As the use of underground space for construction and design becomes more commonplace, engineers around the world often debate the benefits and disadvantage of tunneling vs. open cut systems. As cities continue to expand their transportation systems, utilities infrastructure, and the interconnectivity of neighboring buildings, choosing the most cost-effective solution is a key concern.
The selection of the route may also depend on precise alignment constraints and environmental issues. The final determination may ultimately rely on the nature of the related soil, rock, and water table, as well. Other factors to consider include the diameter, depth, shape, and length of the passageway along with all related utility requirements. To determine which option is most efficient and economical, engineers must first conduct a detailed and thorough site inspection.
Advantages and disadvantages of tunneling vs. open cuts
Tunneling has become so pervasive that The Federal Highway Administration (FHWA) of the U.S. Department of Transportation (DOT) offers an open source handbook which provides engineers with specific construction guidelines. The FHWA Tunnel Manual provides valuable insights into the planning, design, construction, maintenance, and rehabilitation of both bored and mined tunneling systems, including the following highlights.

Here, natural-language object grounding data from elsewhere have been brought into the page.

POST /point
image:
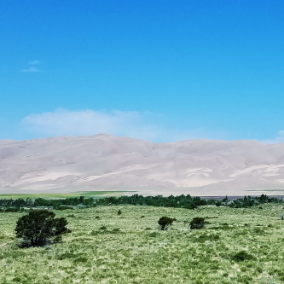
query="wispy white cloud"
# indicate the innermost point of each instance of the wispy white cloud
(90, 122)
(278, 139)
(34, 62)
(140, 125)
(31, 69)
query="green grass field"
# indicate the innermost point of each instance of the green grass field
(94, 194)
(129, 248)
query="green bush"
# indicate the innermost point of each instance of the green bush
(242, 256)
(12, 209)
(65, 207)
(197, 223)
(39, 228)
(165, 222)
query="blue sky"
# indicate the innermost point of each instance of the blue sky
(156, 70)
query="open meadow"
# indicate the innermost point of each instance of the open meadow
(105, 247)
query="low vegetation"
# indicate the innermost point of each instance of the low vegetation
(39, 228)
(236, 245)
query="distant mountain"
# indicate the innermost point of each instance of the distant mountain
(106, 162)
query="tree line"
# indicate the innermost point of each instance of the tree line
(181, 201)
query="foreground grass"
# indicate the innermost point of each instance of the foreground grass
(108, 248)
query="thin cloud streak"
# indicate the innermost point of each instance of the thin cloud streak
(140, 125)
(34, 62)
(31, 70)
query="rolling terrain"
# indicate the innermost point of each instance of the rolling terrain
(106, 162)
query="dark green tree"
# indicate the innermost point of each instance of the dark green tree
(39, 228)
(197, 223)
(165, 222)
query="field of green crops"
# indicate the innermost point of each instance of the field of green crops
(129, 248)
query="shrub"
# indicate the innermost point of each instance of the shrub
(242, 256)
(218, 203)
(65, 207)
(165, 222)
(197, 223)
(12, 209)
(39, 228)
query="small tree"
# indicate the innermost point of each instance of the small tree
(165, 222)
(39, 228)
(197, 223)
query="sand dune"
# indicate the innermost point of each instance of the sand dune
(106, 162)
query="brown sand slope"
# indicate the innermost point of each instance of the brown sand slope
(106, 162)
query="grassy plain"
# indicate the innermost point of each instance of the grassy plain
(129, 248)
(94, 194)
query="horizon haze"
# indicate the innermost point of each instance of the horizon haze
(105, 162)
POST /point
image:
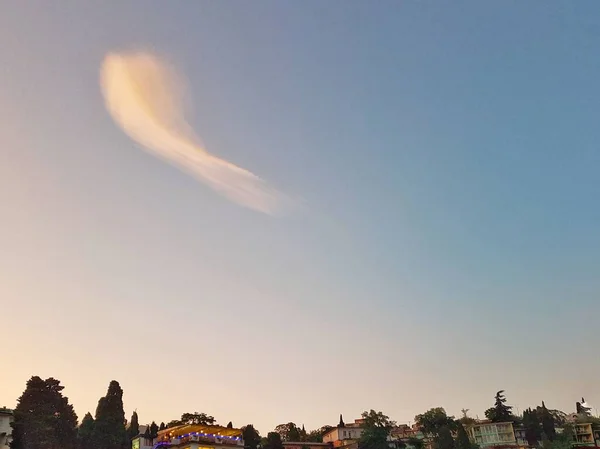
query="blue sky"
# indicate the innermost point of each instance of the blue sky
(446, 151)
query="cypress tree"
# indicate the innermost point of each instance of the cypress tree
(85, 431)
(134, 427)
(547, 423)
(109, 430)
(462, 439)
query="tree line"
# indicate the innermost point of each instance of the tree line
(444, 431)
(44, 419)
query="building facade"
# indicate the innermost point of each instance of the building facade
(196, 436)
(305, 445)
(583, 434)
(488, 434)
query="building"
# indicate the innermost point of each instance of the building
(305, 445)
(521, 436)
(6, 417)
(583, 434)
(196, 436)
(489, 434)
(407, 435)
(344, 434)
(141, 441)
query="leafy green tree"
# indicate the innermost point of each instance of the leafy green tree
(376, 429)
(533, 430)
(303, 434)
(500, 412)
(288, 432)
(85, 431)
(415, 443)
(153, 430)
(462, 439)
(433, 420)
(109, 428)
(251, 437)
(134, 427)
(273, 441)
(43, 418)
(564, 440)
(444, 439)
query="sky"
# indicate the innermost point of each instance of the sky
(443, 160)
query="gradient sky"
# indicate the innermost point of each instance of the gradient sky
(446, 152)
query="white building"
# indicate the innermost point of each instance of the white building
(6, 417)
(339, 436)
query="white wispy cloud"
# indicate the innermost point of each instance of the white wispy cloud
(145, 98)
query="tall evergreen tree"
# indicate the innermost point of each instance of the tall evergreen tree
(109, 429)
(547, 423)
(250, 436)
(500, 412)
(533, 430)
(303, 434)
(85, 432)
(43, 418)
(376, 430)
(134, 427)
(462, 439)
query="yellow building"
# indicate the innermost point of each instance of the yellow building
(195, 436)
(487, 433)
(583, 434)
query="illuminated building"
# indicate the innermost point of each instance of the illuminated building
(197, 436)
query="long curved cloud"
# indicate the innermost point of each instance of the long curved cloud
(145, 98)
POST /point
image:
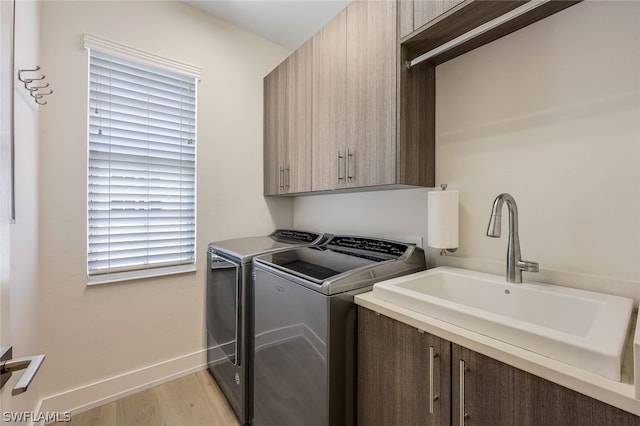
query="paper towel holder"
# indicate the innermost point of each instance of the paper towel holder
(443, 251)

- Tunneling is generally considered more economical compared to open cut trenches, especially regarding structures of perhaps greater than 60 feet in depth.
- Tunneling systems tend to limit occurrences of above-ground disruptions and occurrences of noise pollution during the construction process, in many cases.
- Tunneling can also reduce or eliminate construction delays, especially in construction areas of high altitudes where snow and ice hazards are more likely.
- Tunneling can also be a viable alternative to bridge systems, especially regarding the construction of utilities infrastructure.
- Because of the increased safety issues and more restricted surface and air interferences, tunnel design requires a more highly skilled and experienced engineering team.
- Open cut trench systems, on the other hand, usually require far less sophisticated equipment and staffing to perform the construction operations.
- Open cut trenches also usually require a substantially reduced initial cost investment.
- Open cut systems are often the more cost-effective choice in areas where the underground material is predominantly rock material that is more difficult to excavate.
- Open cut solutions can sometimes prove more costly, particularly if the intended route consists of varying degrees of topography grades.
Many engineers are surprised to learn that even tunnels usually have a slight slope in their design. An average of 0.2% gradient ensures proper drainage requirements. In cases of lengthier tunneling systems, the entrances and exits at either end will often have alternating slopes to enhance air ventilation before, during and after the construction process is complete.
Meanwhile, federal inspection standards for tunnel design are far more complex as compared to open cut trenches. Before deciding between tunneling vs. open cut systems, each of these factors must be thoroughly investigated to ensure the maximum safety of the structure and the reduced negative consequences to the above-ground environment.